Sentenza Sentenza Cassazione Civile n. 11304 del 23/05/2011
Cassazione civile sez. III, 23/05/2011, (ud. 06/04/2011, dep. 23/05/2011), n.11304
LA CORTE SUPREMA DI CASSAZIONE
SEZIONE TERZA CIVILE
Composta dagli Ill.mi Sigg.ri Magistrati:
Dott. FINOCCHIARO Mario – Presidente –
Dott. SPAGNA MUSSO Bruno – Consigliere –
Dott. SPIRITO Angelo – Consigliere –
Dott. D’AMICO Paolo – rel. Consigliere –
Dott. CARLUCCIO Giuseppa – Consigliere –
ha pronunciato la seguente:
sentenza
sul ricorso proposto da:
S.A. (OMISSIS), elettivamente domiciliato in
ROMA, PIAZZA COLA DI RIENZO 92, presso lo studio dell’avvocato
CARLINO PIETRO, rappresentato e difeso dall’avvocato RENDINA
FILIBERTO giusta delega a margine del ricorso;
– ricorrente –
contro
C.P.M.M. (OMISSIS), elettivamente
domiciliato in ROMA, VIA FERDINANDO DI SAVOIA 3, presso lo studio
dell’avvocato SGROMO BRUNO, rappresentato e difeso dall’avvocato DE
SARNO SALVATORE giusta delega a margine del controricorso;
– controricorrente –
avverso la sentenza n. 3134/2005 della CORTE D’APPELLO di NAPOLI, 3
Sezione Civile, emessa il 27/10/2005, depositata il 11/11/2005;
R.G.N. 1095/2003.
udita la relazione della causa svolta nella pubblica udienza del
06/04/2011 dal Consigliere Dott. PAOLO D’AMICO;
udito l’Avvocato RENDINA FILIBERTO; udito l’Avvocato DE SARNO
SALVATORE;
udito il P.M. in persona del Sostituto Procuratore Generale Dott.

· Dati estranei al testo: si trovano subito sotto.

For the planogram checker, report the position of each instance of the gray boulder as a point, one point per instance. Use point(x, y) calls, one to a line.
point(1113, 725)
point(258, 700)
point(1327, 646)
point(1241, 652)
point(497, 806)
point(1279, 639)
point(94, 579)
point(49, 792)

FUCCI Costantino che ha concluso per rigetto ricorso.
Fatto
SVOLGIMENTO DEL PROCESSO
Con scrittura del 18 dicembre 1996, l’imprenditore agrario S. S. stipulò, con la proprietaria coltivatrice diretta C. P.M.M. un contratto preliminare con il quale quest’ultima, nella predetta qualità, promise in vendita il proprio fondo rustico, da lei stessa coltivato.
A seguito del presunto inadempimento dello S., C.P. M. convenne quest’ultimo dinanzi al Tribunale ordinario di Nola chiedendo la risoluzione del contratto preliminare inter partes, di trattenere la caparra di L. 80.000.000 e di condannare lo stesso S. al rilascio del fondo.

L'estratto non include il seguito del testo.